Search code examples
c++language-lawyerc++20intrinsicsavx2

Is using C++20's std::popcount with vector optimization is equivalent to popcnt intristic?


C++20 introduces many new functions such as std::popcount, I use the same functionality using an Intel Intrinsic.

I compiled both options - can be seen in Compiler Explorer code:

  1. Using Intel's AVX2 intrinsic
  2. Using std::popcount and GCC compiler flag "-mavx2"

It looks like the generated assembly code is the same, besides of the type checks used in std's template.

In terms of OS agnostic code and having the same optimizations - Is it right to assume that using std::popcount and the apt compiler vector optimization flags is better than directly using intrinsics?

Thanks.


Solution

  • Technically No. (But practically, yes). The C++ standard only specifies the behavior of popcount, and not the implementation (Refer to [bit.count]).

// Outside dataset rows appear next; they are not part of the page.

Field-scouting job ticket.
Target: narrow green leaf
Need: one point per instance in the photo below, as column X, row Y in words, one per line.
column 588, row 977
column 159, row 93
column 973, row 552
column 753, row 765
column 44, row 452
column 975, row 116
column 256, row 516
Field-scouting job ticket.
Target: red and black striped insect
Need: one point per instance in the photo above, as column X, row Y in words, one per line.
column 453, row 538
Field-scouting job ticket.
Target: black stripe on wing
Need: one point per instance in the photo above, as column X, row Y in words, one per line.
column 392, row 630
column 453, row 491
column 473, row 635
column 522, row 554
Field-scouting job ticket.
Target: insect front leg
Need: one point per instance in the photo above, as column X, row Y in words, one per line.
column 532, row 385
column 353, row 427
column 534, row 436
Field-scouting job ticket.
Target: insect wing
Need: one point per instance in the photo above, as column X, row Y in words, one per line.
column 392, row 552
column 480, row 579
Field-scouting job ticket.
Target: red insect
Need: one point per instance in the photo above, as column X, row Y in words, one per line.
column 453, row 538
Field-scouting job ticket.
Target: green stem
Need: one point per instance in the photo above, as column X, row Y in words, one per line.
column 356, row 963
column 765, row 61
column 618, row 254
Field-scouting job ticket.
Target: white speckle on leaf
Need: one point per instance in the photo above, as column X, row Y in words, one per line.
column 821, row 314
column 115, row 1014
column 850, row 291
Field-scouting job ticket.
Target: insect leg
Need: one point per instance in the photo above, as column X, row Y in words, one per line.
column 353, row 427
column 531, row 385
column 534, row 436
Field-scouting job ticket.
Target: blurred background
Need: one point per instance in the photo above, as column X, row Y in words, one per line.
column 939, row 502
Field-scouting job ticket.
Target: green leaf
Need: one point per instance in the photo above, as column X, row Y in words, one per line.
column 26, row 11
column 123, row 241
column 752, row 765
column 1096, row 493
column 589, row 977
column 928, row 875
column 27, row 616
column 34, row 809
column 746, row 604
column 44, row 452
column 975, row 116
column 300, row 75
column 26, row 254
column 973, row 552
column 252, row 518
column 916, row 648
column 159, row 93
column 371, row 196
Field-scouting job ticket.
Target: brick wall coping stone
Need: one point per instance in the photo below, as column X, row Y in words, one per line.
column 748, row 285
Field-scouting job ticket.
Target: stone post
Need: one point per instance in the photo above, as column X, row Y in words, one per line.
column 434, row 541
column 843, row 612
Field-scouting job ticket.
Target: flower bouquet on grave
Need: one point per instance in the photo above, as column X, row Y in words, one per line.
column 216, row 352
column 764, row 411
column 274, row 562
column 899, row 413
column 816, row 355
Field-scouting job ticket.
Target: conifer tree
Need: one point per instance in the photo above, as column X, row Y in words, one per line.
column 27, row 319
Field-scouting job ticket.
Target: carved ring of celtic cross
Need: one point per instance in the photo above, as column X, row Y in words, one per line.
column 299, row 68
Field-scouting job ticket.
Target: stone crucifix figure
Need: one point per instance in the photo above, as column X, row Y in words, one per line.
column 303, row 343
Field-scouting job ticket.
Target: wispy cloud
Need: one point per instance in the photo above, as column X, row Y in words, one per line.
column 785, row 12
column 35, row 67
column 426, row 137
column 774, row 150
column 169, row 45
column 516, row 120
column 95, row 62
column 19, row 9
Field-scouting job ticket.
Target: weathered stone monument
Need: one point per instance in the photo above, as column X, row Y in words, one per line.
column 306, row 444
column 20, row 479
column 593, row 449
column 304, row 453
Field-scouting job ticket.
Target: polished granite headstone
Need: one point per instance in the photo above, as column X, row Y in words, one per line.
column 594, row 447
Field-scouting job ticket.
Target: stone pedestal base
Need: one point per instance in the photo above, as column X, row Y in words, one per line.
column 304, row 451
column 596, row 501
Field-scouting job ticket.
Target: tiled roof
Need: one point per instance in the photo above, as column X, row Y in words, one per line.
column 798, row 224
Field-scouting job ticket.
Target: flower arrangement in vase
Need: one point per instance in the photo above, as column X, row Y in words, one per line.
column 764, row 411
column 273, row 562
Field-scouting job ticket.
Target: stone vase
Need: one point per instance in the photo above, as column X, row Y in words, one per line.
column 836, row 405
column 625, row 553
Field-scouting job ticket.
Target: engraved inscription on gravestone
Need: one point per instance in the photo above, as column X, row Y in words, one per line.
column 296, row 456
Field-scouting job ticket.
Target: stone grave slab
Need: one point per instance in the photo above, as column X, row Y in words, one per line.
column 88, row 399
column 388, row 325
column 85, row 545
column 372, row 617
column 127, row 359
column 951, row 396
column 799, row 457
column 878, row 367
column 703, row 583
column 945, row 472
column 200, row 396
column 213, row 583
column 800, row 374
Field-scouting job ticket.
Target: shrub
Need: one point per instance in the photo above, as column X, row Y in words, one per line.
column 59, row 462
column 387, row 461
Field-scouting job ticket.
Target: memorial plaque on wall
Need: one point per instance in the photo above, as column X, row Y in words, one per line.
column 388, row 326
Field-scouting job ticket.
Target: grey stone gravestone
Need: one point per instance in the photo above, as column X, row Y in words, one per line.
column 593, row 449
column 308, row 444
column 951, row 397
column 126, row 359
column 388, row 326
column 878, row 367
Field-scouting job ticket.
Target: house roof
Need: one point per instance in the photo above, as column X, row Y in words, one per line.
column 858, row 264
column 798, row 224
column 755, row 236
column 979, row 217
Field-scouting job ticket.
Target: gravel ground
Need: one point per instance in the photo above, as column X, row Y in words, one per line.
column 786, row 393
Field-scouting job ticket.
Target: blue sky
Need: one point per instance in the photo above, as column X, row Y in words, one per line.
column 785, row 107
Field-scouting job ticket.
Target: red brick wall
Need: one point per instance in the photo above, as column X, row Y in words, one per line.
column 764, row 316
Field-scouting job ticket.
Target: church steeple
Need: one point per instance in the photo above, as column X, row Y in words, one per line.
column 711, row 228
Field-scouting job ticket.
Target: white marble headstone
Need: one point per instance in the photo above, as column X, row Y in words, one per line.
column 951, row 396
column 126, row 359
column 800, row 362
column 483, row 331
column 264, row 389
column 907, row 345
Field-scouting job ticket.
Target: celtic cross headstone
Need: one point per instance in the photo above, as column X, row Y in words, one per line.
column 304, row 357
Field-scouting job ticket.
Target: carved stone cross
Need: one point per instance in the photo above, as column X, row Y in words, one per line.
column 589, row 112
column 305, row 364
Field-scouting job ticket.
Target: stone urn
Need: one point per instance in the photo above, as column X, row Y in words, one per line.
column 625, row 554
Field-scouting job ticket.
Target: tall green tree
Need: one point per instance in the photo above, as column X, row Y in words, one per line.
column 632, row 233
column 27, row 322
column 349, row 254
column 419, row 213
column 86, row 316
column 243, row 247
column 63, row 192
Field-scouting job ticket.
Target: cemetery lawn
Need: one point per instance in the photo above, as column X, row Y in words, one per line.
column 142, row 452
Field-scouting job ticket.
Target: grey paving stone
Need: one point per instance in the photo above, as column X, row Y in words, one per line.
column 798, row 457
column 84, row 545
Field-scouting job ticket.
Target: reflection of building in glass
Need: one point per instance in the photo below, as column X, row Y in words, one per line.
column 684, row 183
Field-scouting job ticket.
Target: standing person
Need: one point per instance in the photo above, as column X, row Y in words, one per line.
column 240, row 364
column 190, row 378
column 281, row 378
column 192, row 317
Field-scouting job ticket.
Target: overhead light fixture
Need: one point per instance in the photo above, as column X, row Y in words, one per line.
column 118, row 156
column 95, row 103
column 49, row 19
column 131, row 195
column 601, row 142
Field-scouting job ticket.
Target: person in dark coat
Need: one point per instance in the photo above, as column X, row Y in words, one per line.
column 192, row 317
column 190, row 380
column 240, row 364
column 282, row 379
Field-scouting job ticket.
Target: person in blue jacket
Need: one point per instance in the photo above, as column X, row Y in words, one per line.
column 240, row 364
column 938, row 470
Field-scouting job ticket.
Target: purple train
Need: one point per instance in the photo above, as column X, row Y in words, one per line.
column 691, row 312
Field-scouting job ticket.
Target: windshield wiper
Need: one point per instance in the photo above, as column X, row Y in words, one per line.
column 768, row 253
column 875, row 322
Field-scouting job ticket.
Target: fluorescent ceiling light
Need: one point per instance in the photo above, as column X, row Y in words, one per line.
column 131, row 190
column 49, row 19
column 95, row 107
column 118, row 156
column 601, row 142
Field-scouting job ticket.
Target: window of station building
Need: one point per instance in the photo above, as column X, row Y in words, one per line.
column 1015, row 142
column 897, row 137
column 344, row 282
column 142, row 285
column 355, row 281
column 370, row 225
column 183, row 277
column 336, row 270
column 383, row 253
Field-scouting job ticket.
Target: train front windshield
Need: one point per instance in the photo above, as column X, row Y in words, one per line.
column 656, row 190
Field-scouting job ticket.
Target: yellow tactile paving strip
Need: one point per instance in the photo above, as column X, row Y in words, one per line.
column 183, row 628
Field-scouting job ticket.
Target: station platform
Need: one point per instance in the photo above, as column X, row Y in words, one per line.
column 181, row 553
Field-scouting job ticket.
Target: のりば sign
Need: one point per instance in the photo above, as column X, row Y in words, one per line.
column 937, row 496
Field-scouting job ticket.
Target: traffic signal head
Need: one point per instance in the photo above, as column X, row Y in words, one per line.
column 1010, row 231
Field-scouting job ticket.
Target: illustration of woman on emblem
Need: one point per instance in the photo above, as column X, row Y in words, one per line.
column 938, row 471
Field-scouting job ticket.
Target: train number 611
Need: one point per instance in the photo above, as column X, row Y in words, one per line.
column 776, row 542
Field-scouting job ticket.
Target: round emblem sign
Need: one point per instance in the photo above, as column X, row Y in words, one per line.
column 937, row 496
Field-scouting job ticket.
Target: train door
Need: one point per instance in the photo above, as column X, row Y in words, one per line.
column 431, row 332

    Implementors are allowed to do whatever they want to achieve this behavior, including using the popcnt intrinsic, but they could also write a while loop:

    int set_bits = 0;
    while(x)
    {
       if (x & 1)
          ++set_bits;
       x >>= 1;
    }
    return set_bits;
    

    This is the entire wording in the standard at [bit.count]:

    template<class T>
    constexpr int popcount(T x) noexcept;
    

    Constraints: T is an unsigned integer type ([basic.fundamental]).
    Returns: The number of 1 bits in the value of x.

    Realistically? Compiler writers are very smart and will optimize this to use intrinsics as much as possible. For example, gcc's implementation appears to be fairly heavily optimized.